We designed and art directed an official exhibition product for Olafur Eliasson x TOKYO CULTUART by BEAMS in conjunction with the exhibition ‘Olafur Eliasson; Sometimes the river is the bridge’ taking place at the Museum of Contemporary Art Tokyo in Japan.
These collaboration T-shirts, featuring slogan typography, printed in using PVC-free inks, are made out of 100% recycled polyester yarn, regenerated from recycled plastic bottles. Japan has the second highest rate of disposed plastic waster per capita in the world according to UN’s Environment programme’s research published in 2018. This project is brought together in an attempt to raise public awareness about the consequences of climate change and also shed light on the important of renewable energy through art, with an aim of increasing awareness of Olafur Eliasson’s philosophy and exhibitions to a wider audience.
Olafur Eliasson was born in 1967 in Copenhagen, Denmark, and is currently based in Berlin and Copenhagen. Eliasson often uses natural phenomena and is internationally renowned for numerous works. Eliasson has also increased his efforts to advance sustainable development in recent years.
TOKYO CULTUART by BEAMS: A label launched in 2008 to introduce art, design, and culture to the world. The name CULTUART is a coined word combining CULT, CULTURE, and ART. The shop carries a wide range of art and design products, books, and exclusive collector toys including figurines and soft vinyl figures. TOKYO CULTUART captures restless Tokyo to express modern Japan.
We are regularly commissioned by POPEYE magazine – the leading Japanese men’s fashion and cultural title for over 45 years, to undertake research and create editorials, including conducting interviews and producing photographic shoots and editorialising english cultural content. Collaborating with POPEYE closely and frequently we have made creative in some of their most popular issues, including features on world renowned designer Marc Newson and London based skateboarding brand Palace Skateboards.
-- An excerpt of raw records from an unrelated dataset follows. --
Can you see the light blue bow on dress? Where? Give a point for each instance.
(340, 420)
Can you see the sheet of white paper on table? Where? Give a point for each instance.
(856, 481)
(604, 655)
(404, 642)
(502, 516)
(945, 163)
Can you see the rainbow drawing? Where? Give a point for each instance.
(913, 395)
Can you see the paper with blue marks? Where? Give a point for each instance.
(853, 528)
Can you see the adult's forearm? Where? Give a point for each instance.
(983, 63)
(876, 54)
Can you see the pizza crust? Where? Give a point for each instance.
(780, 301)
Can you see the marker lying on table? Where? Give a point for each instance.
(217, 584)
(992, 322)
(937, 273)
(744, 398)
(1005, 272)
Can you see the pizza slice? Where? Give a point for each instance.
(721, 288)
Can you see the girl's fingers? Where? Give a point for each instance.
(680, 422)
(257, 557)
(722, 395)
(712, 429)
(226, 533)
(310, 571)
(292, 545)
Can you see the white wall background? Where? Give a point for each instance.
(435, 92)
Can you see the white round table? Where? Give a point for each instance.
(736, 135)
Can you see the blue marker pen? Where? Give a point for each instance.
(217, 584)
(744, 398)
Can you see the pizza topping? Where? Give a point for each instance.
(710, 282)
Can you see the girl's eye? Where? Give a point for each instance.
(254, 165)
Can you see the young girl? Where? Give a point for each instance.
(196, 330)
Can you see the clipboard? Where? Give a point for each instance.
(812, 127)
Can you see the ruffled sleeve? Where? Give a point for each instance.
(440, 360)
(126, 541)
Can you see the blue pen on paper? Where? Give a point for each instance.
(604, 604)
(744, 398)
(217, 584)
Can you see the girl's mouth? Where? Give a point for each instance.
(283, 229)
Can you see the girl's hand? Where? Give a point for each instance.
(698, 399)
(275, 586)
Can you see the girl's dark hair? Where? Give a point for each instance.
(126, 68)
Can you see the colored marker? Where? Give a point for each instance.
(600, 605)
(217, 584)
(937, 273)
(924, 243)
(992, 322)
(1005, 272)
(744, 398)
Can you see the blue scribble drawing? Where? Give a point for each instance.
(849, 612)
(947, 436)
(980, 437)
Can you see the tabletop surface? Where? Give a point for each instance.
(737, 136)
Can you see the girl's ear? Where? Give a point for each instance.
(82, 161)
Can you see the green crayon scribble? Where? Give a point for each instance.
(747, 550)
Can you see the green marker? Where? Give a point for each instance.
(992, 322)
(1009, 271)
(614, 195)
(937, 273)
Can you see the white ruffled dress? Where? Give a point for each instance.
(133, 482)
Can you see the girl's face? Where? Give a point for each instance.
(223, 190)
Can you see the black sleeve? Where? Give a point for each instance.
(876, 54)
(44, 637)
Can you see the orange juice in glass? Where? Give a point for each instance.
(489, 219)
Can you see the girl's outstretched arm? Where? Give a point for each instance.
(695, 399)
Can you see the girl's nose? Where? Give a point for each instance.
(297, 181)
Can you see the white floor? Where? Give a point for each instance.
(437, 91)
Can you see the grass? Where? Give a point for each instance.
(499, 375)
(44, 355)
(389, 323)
With their tagline of ‘Magazine for City Boys’, POPEYE Magazine focuses on authentic cultural and lifestyle topics including fashion, food, outdoor activities and travel.
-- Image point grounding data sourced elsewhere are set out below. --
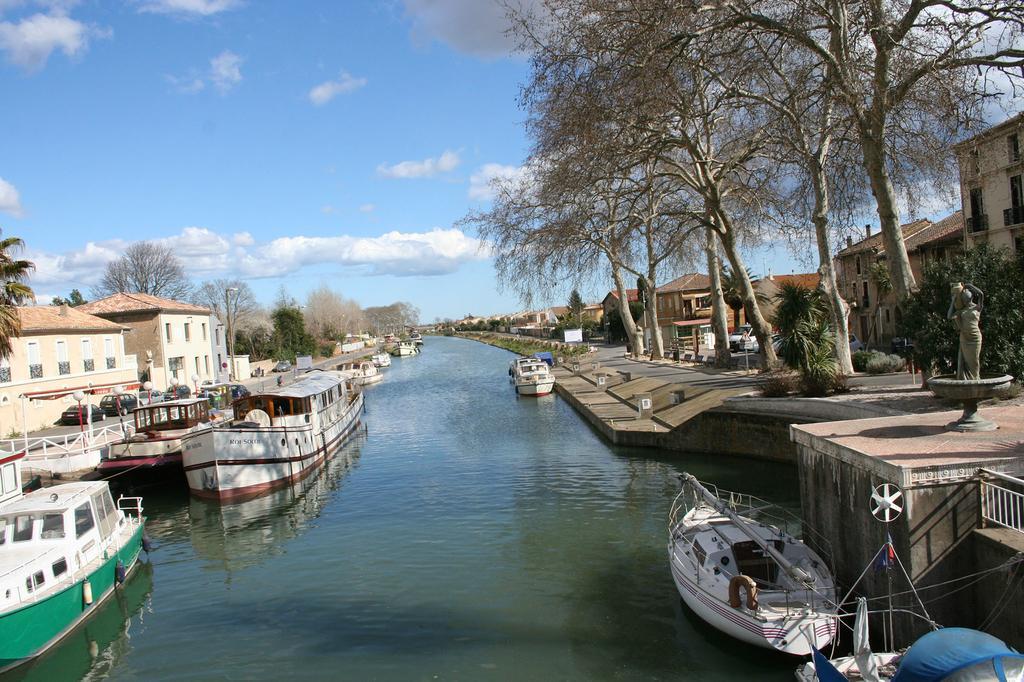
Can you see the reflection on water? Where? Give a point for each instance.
(480, 537)
(94, 649)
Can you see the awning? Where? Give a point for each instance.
(95, 389)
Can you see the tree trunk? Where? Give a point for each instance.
(719, 317)
(632, 333)
(872, 151)
(757, 322)
(826, 268)
(656, 342)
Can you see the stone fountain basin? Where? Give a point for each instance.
(948, 386)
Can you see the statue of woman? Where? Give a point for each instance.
(965, 310)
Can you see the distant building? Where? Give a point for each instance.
(991, 169)
(170, 338)
(60, 350)
(873, 316)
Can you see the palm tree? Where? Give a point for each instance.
(12, 291)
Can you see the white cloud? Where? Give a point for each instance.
(205, 253)
(30, 42)
(10, 201)
(186, 7)
(327, 91)
(481, 183)
(426, 168)
(475, 27)
(225, 71)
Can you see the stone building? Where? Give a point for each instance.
(991, 169)
(172, 339)
(58, 351)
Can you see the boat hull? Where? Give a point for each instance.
(233, 463)
(30, 631)
(783, 634)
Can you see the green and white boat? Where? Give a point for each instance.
(64, 550)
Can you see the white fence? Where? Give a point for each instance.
(72, 443)
(999, 504)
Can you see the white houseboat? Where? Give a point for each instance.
(152, 449)
(531, 376)
(64, 550)
(747, 578)
(276, 436)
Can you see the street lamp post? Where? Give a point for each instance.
(230, 333)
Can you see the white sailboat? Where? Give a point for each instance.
(278, 436)
(751, 580)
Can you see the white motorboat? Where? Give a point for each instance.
(62, 551)
(716, 554)
(531, 376)
(364, 372)
(404, 349)
(278, 436)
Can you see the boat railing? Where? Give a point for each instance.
(999, 503)
(131, 507)
(72, 443)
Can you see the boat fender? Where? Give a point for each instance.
(745, 583)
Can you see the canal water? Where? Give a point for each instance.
(465, 535)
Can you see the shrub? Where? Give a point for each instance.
(884, 364)
(860, 358)
(777, 383)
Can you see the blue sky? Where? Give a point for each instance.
(292, 143)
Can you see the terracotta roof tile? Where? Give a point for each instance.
(41, 318)
(139, 302)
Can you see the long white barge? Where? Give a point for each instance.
(276, 437)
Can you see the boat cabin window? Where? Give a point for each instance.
(34, 581)
(83, 519)
(52, 526)
(754, 561)
(104, 511)
(23, 528)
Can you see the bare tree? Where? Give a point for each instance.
(145, 267)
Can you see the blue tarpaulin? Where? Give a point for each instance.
(939, 653)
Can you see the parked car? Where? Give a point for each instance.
(72, 415)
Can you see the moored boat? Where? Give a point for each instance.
(64, 551)
(155, 439)
(276, 436)
(531, 377)
(749, 579)
(364, 372)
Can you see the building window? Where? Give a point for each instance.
(978, 220)
(35, 364)
(87, 364)
(64, 366)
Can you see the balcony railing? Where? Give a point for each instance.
(1013, 215)
(977, 223)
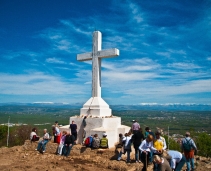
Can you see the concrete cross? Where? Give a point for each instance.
(96, 55)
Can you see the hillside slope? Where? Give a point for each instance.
(25, 158)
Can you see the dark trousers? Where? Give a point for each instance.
(75, 135)
(66, 150)
(145, 160)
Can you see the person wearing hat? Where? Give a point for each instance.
(104, 141)
(189, 153)
(162, 163)
(177, 160)
(146, 147)
(135, 126)
(73, 128)
(126, 147)
(160, 145)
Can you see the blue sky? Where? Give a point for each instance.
(165, 50)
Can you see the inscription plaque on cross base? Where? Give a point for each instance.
(96, 106)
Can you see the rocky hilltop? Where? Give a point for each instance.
(25, 158)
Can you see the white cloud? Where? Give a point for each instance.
(38, 83)
(184, 66)
(55, 60)
(136, 12)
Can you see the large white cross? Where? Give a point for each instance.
(96, 102)
(96, 55)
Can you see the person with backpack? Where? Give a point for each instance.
(188, 147)
(146, 147)
(41, 145)
(137, 138)
(177, 160)
(159, 144)
(88, 141)
(96, 142)
(68, 144)
(33, 135)
(126, 147)
(162, 162)
(61, 145)
(104, 141)
(73, 128)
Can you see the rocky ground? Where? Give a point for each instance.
(20, 158)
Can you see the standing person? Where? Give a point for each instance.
(189, 146)
(137, 138)
(61, 145)
(104, 141)
(73, 128)
(96, 142)
(163, 164)
(43, 142)
(159, 144)
(33, 135)
(68, 144)
(135, 126)
(146, 147)
(127, 147)
(177, 160)
(149, 132)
X-Girl commissioned us to manage and oversee an in-store pop-up installation at the Dover Street Market London to commemorate their launch of the collaboration collection with renowned American graphic artists Frank Kozik. We conceptualised press and marketing strategy to announce the launch.
In the summer of 1994, Kim Gordon of Sonic Youth, founded X-Girl with her friend, Daisy von Furth, who worked in XLARGE. Mike D, one of the members of Beastie Boys, who has also been a business partner of XLARGE, asked Kim if she was interested in starting her own line.
Kim and Daisy designed “real clothing” which was the collection of what they wanted to wear. They used graphic designs on their collection. X-Girl is considered as a pioneer of “Girl’s Movement” in the fashion industry, involving art and music. X-Girl continues to offer “Real Girl’s Clothing”- basic style that are inspired by rock, military, outdoor, sports, and many other street culture factors.
Ace Hotel London commissioned us to create a unique Christmas tree whereby we presented a handmade Japanese alive moss-covered cabinet in shape of Christmas tree titled “Bonsai/Christmas Everywhere”.
The interior, which had two chambers, was made up of an internal maze of LED lights and mirrors to depict two Bonsai trees as centre piece, showcasing both of Northern and Southern hemispheres Christmas scenes, complete with miniature sized human, animals enjoying the festive season. The concept of project was to make traditional Japanese horticulture accessible, combining the Western and Eastern cultural values and aesthetics in a harmonious way.